The engine room for growth and scale lies in SMS integration.
Johannesburg, 14 Apr 2026
Richard Simpson, Managing Director of the Celerity Group, which incorporates Kero and BulkSMS.
Richard Simpson, Managing Director of the Celerity Group, which incorporates Kero and BulkSMS.

Marketing automation is no longer a niche capability, but a global priority. Industry forecasts project the global marketing automation market to exceed $80 billion by 2030, driven by double-digit annual growth as organisations seek to streamline engagement, scale operations and personalise customer journeys.

But automation on its own is not enough. Automation needs communication and communication needs to work – instantly, reliably and at scale. That’s where the right communication channel and its integration into the operating systems and applications that the business deploys become critical.

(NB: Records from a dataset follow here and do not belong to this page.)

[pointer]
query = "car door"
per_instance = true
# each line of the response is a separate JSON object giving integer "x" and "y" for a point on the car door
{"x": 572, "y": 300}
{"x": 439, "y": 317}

According to Richard Simpson, Managing Director of BulkSMS, the opportunity lies not just in building more SMS integrations, but in enabling more developers and partners to build with BulkSMS. “There are two ways we grow SMS integrations,” he explains. “We can increase adoption of the popular BulkSMS Integration Gateway, or we can encourage more developers and partners to build new integrations for their native applications.”

Integration and automation is reshaping business operations

The days of manually needing to export and import data between systems are gone. If a business wants to scale, it must integrate and automate repetitive processes – from onboarding and invoicing to reminders, follow-ups and status updates. Today, customer journeys are orchestrated through CRM systems, marketing automation platforms and workflow tools, such as HubSpot, ActiveCampaign, Zoho and Zapier.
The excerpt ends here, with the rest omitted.